Slapstick and Swordplay
The action choreography is where director Kim Joung-hoon (The Accidental Detective) really shows his hand. In the contemporary landscape, we’ve become accustomed to "shaky-cam" or hyper-edited fights that hide the actors. Here, the camera stays wide enough to let Kang Ha-neul show off some genuinely impressive physical comedy. He plays Moo-Chi with a goofy, hair-in-the-eyes charm that reminded me of a young Jackie Chan—half-hero, half-disaster.

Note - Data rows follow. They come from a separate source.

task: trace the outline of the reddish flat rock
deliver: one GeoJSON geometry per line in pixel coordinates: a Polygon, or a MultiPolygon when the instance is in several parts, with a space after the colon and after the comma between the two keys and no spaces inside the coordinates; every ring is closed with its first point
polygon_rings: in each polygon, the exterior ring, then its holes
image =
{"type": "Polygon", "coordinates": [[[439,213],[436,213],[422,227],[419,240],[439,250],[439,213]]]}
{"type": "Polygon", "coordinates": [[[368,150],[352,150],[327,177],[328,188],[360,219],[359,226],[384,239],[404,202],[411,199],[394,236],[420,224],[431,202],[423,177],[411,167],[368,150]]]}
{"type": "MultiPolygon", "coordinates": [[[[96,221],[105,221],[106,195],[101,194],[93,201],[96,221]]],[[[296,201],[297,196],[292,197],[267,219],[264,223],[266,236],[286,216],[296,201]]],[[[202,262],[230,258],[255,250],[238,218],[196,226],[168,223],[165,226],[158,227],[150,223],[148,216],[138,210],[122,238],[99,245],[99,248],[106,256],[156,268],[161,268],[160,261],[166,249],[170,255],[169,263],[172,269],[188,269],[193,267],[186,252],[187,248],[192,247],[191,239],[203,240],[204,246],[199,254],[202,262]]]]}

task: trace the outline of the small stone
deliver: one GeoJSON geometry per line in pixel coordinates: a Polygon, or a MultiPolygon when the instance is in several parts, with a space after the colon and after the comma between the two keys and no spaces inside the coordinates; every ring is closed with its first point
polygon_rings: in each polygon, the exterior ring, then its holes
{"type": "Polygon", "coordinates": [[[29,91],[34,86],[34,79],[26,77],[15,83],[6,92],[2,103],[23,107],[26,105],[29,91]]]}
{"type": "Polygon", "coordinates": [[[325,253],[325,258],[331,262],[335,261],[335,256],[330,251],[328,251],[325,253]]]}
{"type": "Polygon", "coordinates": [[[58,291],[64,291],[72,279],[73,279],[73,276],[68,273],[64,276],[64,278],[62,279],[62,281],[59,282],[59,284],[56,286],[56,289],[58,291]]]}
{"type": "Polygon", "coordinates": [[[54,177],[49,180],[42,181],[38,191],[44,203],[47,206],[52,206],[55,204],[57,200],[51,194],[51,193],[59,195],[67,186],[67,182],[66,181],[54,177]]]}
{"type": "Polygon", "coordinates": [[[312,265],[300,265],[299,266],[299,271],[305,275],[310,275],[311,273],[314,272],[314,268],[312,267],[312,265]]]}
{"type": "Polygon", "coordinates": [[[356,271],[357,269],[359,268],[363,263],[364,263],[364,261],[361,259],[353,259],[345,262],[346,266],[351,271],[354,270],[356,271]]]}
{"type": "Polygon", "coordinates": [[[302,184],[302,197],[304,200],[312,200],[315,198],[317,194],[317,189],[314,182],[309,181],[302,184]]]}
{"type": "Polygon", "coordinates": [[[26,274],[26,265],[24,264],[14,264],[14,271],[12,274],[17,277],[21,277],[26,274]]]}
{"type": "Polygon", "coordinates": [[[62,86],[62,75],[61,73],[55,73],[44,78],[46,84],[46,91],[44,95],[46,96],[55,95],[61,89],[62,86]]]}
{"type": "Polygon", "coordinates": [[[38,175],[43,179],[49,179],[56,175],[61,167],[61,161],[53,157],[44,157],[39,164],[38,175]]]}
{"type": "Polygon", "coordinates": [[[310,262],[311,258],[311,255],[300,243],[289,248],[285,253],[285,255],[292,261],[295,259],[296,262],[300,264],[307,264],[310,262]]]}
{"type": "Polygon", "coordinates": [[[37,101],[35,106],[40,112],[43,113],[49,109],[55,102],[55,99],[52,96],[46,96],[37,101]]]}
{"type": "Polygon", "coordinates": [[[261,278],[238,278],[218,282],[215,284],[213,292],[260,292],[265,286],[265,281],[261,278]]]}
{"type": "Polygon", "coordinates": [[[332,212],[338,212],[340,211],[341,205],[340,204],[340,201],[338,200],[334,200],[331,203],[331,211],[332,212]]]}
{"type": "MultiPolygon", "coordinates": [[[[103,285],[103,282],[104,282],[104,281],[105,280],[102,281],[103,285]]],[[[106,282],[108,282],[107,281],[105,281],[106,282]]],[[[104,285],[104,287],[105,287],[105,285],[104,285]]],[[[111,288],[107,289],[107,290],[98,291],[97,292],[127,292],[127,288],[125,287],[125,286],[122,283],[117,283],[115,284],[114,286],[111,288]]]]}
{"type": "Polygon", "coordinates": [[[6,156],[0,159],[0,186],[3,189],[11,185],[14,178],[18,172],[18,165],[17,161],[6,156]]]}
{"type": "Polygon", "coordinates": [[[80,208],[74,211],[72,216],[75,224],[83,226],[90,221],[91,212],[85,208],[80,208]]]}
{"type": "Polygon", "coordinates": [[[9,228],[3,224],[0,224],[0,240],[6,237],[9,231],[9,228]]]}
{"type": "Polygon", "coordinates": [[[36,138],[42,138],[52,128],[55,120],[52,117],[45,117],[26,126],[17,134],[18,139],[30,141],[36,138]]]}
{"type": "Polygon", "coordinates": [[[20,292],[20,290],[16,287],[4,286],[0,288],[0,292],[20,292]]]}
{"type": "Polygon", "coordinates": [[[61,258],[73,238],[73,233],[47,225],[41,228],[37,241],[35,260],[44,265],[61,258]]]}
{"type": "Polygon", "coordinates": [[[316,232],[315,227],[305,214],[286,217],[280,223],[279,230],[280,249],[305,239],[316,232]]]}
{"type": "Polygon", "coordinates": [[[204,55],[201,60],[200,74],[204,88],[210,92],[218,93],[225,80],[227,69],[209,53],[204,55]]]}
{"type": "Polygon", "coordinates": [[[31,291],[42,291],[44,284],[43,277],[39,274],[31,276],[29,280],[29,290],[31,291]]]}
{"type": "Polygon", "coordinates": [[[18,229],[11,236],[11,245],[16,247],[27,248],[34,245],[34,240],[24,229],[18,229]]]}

But the real MVP of the chaos is Lee Kwang-soo as Mak-Yi. If you’ve ever seen him on the variety show Running Man, you know his brand of "pitiful betrayal" comedy. In this film, Lee Kwang-soo looks like he was dressed by a color-blind magpie, and he spends most of the runtime being bullied by penguins or failing his way into positions of power. Some might find the comedy a bit broad—it’s very "loud"—but I found myself leaning into the camp. In an era where even superhero movies feel like they need a PhD in trauma to be taken seriously, there’s something refreshing about a guy getting smacked in the face by a flightless bird for two hours.
The Digital Horizon
Being a product of the 2020s, the film leans heavily on VFX. While the 2014 original had a certain tactile grittiness, The Last Royal Treasure is undeniably a digital playground. The "Volume" style of virtual production is evident in some of the more fantastical sea sequences. While the CGI animals (yes, there are a lot of them) sometimes veer into the "uncanny valley," the cinematography by Kim Yeong-ho (The Tower) keeps the color palette vibrant. It’s a bright, neon-tinged version of the Joseon era that prioritizes "cool" over "correct."
However, this is where the franchise fatigue of the streaming age creeps in. At 126 minutes, it’s about twenty minutes too long. In the theatrical era, you might have forgiven the bloat, but on a streaming platform, you start to feel every second of that middle act where they’re just standing on the deck talking about their feelings. I found myself wishing they’d cut the sub-plots—like the romance between the young archer Han-Goong (Sehun) and the con-artist So-Nyeo (Chae Soo-bin)—to keep the wind in the sails. It’s a common symptom of modern "IP" building; everyone needs a back-story, even when we just want to see a ship fly through a waterspout.
Ultimately, The Pirates: The Last Royal Treasure is a fun, if slightly overstuffed, distraction. It doesn’t redefine the genre, and it probably won't be remembered as a "classic" in the way we talk about the films that inspired it. But in a landscape of dreary, self-important franchise entries, there is a genuine joy in watching a group of talented actors commit 100% to a script that is essentially "what if we went to a volcanic island and everything exploded?" It’s the cinematic equivalent of a giant bag of kettle corn: sweet, salty, and gone from your memory the moment the bag is empty.
If you’re looking for a way to kill two hours on a rainy Sunday, you could do a lot worse than watching a pirate captain try to maintain her dignity while her crew argues about who gets to eat the last piece of dried fish. It’s a messy, loud, colorful reminder that sometimes, cinema is just about the spectacle of a very fast boat.